The case has put the U.S. government on the defensive and threatens to become a major point of division between the two countries just as Secretary of State Hillary Rodham Clinton and Treasury Secretary Timothy F. Geithner were in China for high-level bilateral talks.
White House spokesman Jay Carney referred specific questions about whether President Obama supports asylum for Mr. Chen to the State Department, but Mr. Carney indicated what Mr. Chen said after his release did not match what he told American officials in private.
“I can tell you, as you’ve seen in media reports, it seems that Mr. Chen and his wife have changed their views on what’s best for him and his family,” Mr. Carney said during his daily press briefing Thursday afternoon.
All seemed resolved after Mr. Chen left the embassy Wednesday, accompanied by U.S. Ambassador Gary Locke and other American officials. But Mr. Chen found himself in the hospital alone, surrounded by Chinese security officers patrolling the corridors, and he panicked, realizing that he no longer had the ability to enlist he diplomatic power of the United States to keep him safe. Reports that his wife was beaten by Chinese authorities only added more drama to an already tense international clash over human rights.

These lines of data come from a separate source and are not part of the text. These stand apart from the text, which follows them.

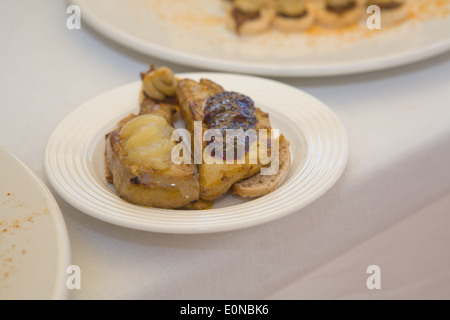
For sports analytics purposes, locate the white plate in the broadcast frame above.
[45,73,348,233]
[0,147,70,300]
[71,0,450,76]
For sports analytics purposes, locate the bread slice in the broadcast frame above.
[177,79,271,201]
[231,135,291,197]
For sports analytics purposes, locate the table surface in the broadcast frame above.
[0,0,450,299]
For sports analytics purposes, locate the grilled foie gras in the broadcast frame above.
[177,79,271,201]
[105,67,200,209]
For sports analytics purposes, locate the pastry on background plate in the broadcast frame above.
[272,0,315,32]
[316,0,362,27]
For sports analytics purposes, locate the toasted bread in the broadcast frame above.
[231,135,291,197]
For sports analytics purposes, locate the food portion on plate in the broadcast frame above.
[222,0,410,35]
[105,65,291,209]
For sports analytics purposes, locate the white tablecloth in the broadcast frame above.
[0,0,450,299]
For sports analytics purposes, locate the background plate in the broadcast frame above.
[45,73,348,233]
[71,0,450,76]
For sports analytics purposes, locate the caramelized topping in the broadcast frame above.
[326,1,356,14]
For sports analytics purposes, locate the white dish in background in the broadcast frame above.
[70,0,450,76]
[44,73,348,233]
[0,147,70,300]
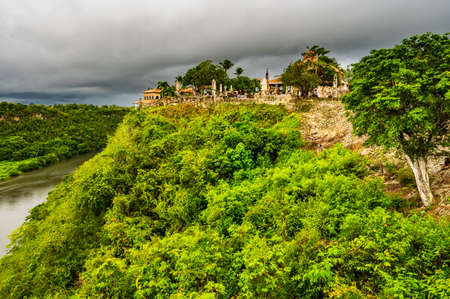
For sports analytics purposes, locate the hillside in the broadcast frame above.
[0,102,128,180]
[295,99,450,216]
[0,104,450,298]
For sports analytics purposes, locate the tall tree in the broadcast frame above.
[281,45,342,95]
[228,76,261,93]
[183,60,228,93]
[342,33,450,206]
[234,67,244,76]
[219,59,234,73]
[157,81,176,98]
[281,61,321,96]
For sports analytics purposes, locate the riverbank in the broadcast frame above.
[0,151,98,183]
[0,153,96,256]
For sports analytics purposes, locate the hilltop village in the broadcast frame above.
[133,46,349,107]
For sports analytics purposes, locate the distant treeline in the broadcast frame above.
[0,104,450,298]
[0,102,129,179]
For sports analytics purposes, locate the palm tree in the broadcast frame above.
[219,59,234,72]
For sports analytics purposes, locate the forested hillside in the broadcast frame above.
[0,104,450,298]
[0,102,129,180]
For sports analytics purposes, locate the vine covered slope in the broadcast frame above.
[0,104,450,298]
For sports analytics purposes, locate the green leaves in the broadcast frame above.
[0,105,450,298]
[342,33,450,157]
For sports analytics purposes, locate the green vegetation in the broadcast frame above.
[0,102,128,180]
[281,45,340,96]
[182,60,231,94]
[342,33,450,206]
[0,104,450,298]
[156,81,177,98]
[227,76,261,93]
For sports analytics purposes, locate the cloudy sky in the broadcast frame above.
[0,0,450,106]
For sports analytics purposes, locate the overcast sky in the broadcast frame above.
[0,0,450,106]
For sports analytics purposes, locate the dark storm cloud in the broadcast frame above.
[0,0,450,105]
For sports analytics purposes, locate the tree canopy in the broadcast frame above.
[219,59,234,72]
[183,60,228,91]
[157,81,177,98]
[0,102,129,180]
[281,45,340,95]
[0,104,450,298]
[228,76,261,93]
[342,33,450,205]
[234,67,244,76]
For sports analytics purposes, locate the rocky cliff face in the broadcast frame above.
[294,99,450,216]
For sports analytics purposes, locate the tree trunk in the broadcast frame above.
[406,156,433,207]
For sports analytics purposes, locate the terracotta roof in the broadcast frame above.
[144,88,162,93]
[269,78,283,84]
[133,100,155,104]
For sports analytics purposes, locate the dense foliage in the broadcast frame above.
[281,45,342,96]
[342,33,450,205]
[0,102,128,179]
[227,76,261,93]
[0,105,450,298]
[182,60,228,94]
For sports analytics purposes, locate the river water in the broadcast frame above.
[0,154,94,256]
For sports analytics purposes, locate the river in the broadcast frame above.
[0,154,94,256]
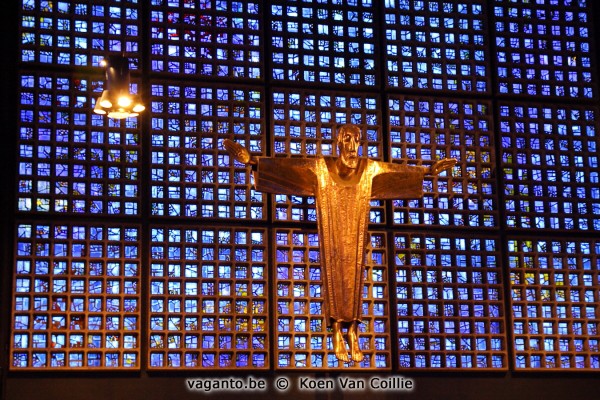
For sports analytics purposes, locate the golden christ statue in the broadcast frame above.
[224,125,456,362]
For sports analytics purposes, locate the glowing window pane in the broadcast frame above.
[148,226,269,369]
[394,234,508,369]
[494,0,597,99]
[508,239,600,371]
[384,1,490,93]
[150,0,264,79]
[388,96,498,227]
[11,224,141,370]
[20,0,141,69]
[17,74,141,215]
[268,0,377,87]
[151,84,265,220]
[499,104,600,231]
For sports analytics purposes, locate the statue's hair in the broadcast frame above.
[333,124,362,155]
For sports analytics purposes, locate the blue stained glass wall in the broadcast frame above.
[9,0,600,372]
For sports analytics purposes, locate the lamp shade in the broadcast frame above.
[94,55,146,119]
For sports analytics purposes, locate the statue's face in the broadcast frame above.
[338,129,360,169]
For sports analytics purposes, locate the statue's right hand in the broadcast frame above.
[223,139,254,164]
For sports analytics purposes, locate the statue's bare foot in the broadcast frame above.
[348,321,365,362]
[333,322,350,362]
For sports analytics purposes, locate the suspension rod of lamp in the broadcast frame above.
[94,54,146,119]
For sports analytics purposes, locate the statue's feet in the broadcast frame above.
[333,322,350,362]
[348,322,365,362]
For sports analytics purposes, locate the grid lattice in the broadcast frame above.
[388,96,498,227]
[494,0,597,98]
[385,0,490,93]
[270,0,377,87]
[499,103,600,230]
[149,226,270,369]
[151,83,265,220]
[17,74,141,215]
[394,233,508,370]
[274,229,391,370]
[271,89,385,223]
[508,238,600,371]
[150,0,263,79]
[20,0,140,68]
[10,223,141,370]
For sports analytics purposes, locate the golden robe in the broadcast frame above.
[254,157,425,324]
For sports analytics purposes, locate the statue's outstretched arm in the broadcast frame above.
[425,158,456,176]
[223,139,256,165]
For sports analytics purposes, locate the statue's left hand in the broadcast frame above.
[429,158,456,175]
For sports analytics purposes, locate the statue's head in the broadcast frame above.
[337,124,361,169]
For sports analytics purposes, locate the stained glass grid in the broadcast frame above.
[271,89,386,224]
[151,83,265,220]
[150,0,264,79]
[20,0,141,69]
[494,0,597,99]
[269,0,378,87]
[499,103,600,231]
[394,233,508,370]
[274,229,392,371]
[388,96,498,228]
[148,226,270,369]
[10,223,141,370]
[17,73,141,215]
[507,238,600,371]
[384,0,490,93]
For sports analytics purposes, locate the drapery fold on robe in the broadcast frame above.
[254,157,425,324]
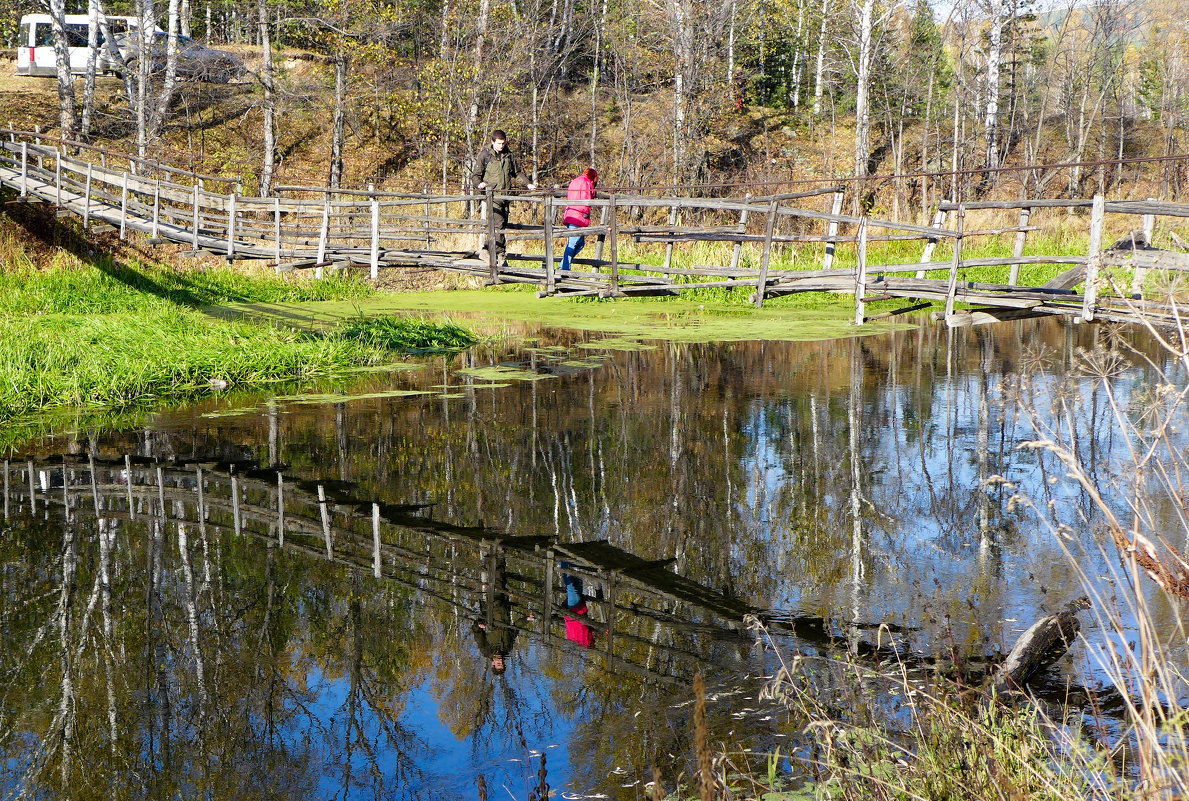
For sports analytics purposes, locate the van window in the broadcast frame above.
[26,23,87,48]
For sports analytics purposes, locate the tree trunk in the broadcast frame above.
[329,50,347,189]
[50,0,75,140]
[983,0,1004,170]
[813,0,830,116]
[855,0,875,199]
[137,0,157,158]
[256,0,277,197]
[150,0,181,135]
[82,0,99,139]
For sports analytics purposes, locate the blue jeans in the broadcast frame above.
[560,222,586,272]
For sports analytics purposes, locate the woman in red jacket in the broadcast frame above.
[561,166,598,273]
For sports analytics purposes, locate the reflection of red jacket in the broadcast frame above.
[564,601,595,648]
[561,172,595,228]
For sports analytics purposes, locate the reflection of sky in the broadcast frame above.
[296,644,580,800]
[736,335,1184,675]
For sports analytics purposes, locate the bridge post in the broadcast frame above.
[822,191,847,270]
[421,184,433,251]
[1131,197,1156,298]
[541,190,558,295]
[917,209,945,280]
[606,195,619,295]
[662,203,677,276]
[484,187,499,284]
[945,202,965,324]
[152,180,161,239]
[314,193,331,278]
[272,194,281,272]
[1082,194,1106,322]
[1007,206,1032,286]
[731,193,751,270]
[593,206,608,272]
[367,183,379,280]
[224,191,235,261]
[855,214,867,326]
[755,194,779,309]
[82,162,92,231]
[120,170,128,239]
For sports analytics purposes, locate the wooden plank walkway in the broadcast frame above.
[0,131,1189,326]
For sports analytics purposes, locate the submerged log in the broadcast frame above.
[992,595,1090,694]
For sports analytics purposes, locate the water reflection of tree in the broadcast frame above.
[6,323,1179,786]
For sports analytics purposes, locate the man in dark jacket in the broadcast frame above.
[471,128,536,267]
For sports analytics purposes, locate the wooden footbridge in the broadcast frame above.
[0,131,1189,326]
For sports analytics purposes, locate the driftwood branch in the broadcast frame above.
[990,595,1090,694]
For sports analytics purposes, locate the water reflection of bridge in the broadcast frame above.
[4,454,757,681]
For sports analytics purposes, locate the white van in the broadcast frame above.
[17,14,139,75]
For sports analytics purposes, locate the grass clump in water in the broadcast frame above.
[334,315,479,353]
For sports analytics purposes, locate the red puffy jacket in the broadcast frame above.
[561,172,595,228]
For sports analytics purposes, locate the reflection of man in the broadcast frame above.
[471,550,516,675]
[558,562,595,648]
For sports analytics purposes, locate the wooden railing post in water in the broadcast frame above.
[606,195,619,296]
[483,187,499,284]
[1131,197,1156,298]
[917,209,945,279]
[541,191,558,295]
[541,541,551,643]
[1007,206,1032,286]
[27,459,37,515]
[124,454,137,521]
[1082,195,1106,322]
[227,191,235,255]
[314,193,331,278]
[317,484,334,562]
[82,162,92,231]
[822,191,847,270]
[855,215,867,326]
[731,193,751,278]
[120,170,128,239]
[945,203,965,324]
[367,183,379,280]
[272,195,281,272]
[755,195,779,309]
[231,467,242,532]
[372,504,383,579]
[277,471,285,548]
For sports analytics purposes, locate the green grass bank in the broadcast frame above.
[0,250,477,421]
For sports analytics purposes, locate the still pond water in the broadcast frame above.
[0,321,1184,799]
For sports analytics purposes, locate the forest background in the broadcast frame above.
[0,0,1189,217]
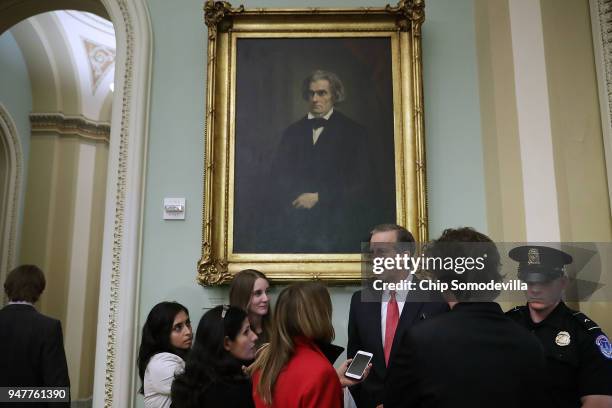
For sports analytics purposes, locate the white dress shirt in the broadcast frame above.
[308,108,334,146]
[380,274,413,346]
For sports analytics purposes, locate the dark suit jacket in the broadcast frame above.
[0,304,70,406]
[384,303,551,408]
[262,109,381,253]
[346,291,448,408]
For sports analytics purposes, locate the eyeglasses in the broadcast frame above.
[221,305,229,319]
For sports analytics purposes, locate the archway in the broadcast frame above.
[0,103,23,303]
[0,0,152,407]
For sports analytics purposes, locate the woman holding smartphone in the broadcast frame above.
[229,269,271,348]
[137,302,193,408]
[249,282,369,408]
[172,306,257,408]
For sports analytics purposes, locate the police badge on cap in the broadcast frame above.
[508,245,573,283]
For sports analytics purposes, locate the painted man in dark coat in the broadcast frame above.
[269,70,373,253]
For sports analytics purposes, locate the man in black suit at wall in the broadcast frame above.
[384,228,551,408]
[0,265,70,406]
[347,224,448,408]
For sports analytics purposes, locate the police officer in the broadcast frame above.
[507,246,612,408]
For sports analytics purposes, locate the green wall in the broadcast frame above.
[0,31,32,259]
[137,0,486,405]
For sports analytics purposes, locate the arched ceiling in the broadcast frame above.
[0,0,110,34]
[10,10,115,122]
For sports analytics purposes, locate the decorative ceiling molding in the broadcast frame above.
[83,38,115,93]
[30,113,110,144]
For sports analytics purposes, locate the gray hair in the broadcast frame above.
[302,69,346,103]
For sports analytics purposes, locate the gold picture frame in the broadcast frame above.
[197,0,427,286]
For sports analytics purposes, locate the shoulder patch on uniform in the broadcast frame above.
[595,334,612,360]
[506,306,526,315]
[572,312,601,332]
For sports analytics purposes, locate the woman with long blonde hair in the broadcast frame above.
[250,282,360,408]
[229,269,271,348]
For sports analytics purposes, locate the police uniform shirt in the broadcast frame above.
[507,302,612,408]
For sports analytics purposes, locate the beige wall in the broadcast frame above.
[20,131,108,399]
[541,0,612,333]
[474,0,526,241]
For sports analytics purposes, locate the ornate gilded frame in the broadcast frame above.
[197,0,427,286]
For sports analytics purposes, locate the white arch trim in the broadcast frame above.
[93,0,152,408]
[0,103,23,300]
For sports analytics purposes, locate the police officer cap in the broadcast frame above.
[508,245,573,283]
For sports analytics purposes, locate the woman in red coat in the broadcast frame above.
[250,283,346,408]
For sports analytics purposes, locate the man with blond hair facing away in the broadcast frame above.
[0,265,70,407]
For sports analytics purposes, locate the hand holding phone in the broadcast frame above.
[344,350,372,380]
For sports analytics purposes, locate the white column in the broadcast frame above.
[509,0,561,241]
[589,0,612,215]
[64,143,97,396]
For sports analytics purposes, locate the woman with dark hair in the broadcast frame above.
[172,306,257,408]
[230,269,271,348]
[138,302,193,408]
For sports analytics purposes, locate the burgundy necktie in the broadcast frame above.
[384,290,399,366]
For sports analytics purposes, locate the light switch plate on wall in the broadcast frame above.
[164,197,185,220]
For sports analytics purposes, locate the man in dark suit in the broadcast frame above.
[347,224,448,408]
[0,265,70,406]
[384,228,552,408]
[266,70,377,253]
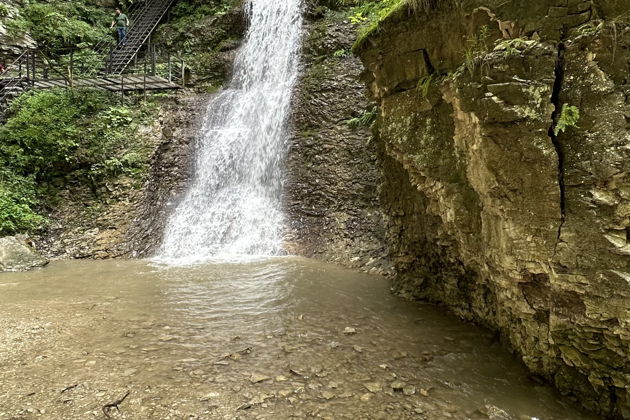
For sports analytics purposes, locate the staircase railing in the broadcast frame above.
[104,0,174,74]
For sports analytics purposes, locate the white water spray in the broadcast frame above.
[158,0,302,262]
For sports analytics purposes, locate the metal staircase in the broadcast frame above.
[0,0,186,112]
[104,0,174,75]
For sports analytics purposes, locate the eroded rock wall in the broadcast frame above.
[357,0,630,418]
[285,7,389,272]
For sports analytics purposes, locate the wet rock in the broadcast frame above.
[249,373,271,384]
[403,385,416,395]
[0,236,48,272]
[363,382,383,393]
[199,392,221,402]
[322,391,335,400]
[356,0,630,418]
[343,327,357,335]
[359,394,374,401]
[389,381,407,392]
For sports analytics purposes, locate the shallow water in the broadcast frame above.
[0,258,593,420]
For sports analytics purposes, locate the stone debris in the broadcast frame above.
[363,382,383,392]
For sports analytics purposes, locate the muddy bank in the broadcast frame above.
[0,259,593,420]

Republicans in Congress are demanding the administration take immediate action on behalf of Mr. Chen and are blasting the decision to let Mr. Chen out of the U.S. Embassy.
“It should have been obvious to U.S. officials all along that there is no way to guarantee Mr. Chen’s safety so long as he is within reach of the Chinese police state,” Rep. Ileana Ros-Lehtinen, Florida Republican and House Foreign Affairs Committee chair, said in a statement. “The U.S. should not have given in to Chinese pressure for Chen to be taken out of the safety of the U.S. Embassy.”
Also criticizing the decision to let Mr. Chen go was Wei Jingsheng, a leading Chinese political dissident who has been in the United States since 1997.
“Chen Guangcheng is no longer under the protection of the U.S. government, and there is no chance that the Chinese government will allow him to leave,” Mr. Wei, speaking in Mandarin, told the Agence France-Presse news service.
Mr. Carney told reporters that Mr. Obama was being kept abreast of developments, but the press secretary refused to say how the president viewed the matter and whether he supports allowing Mr. Chen to seek refuge in the United States.
State Department officials are continuing to talk with Mr. Chen and his wife, Mr. Carney said, although he would not discuss the conversations.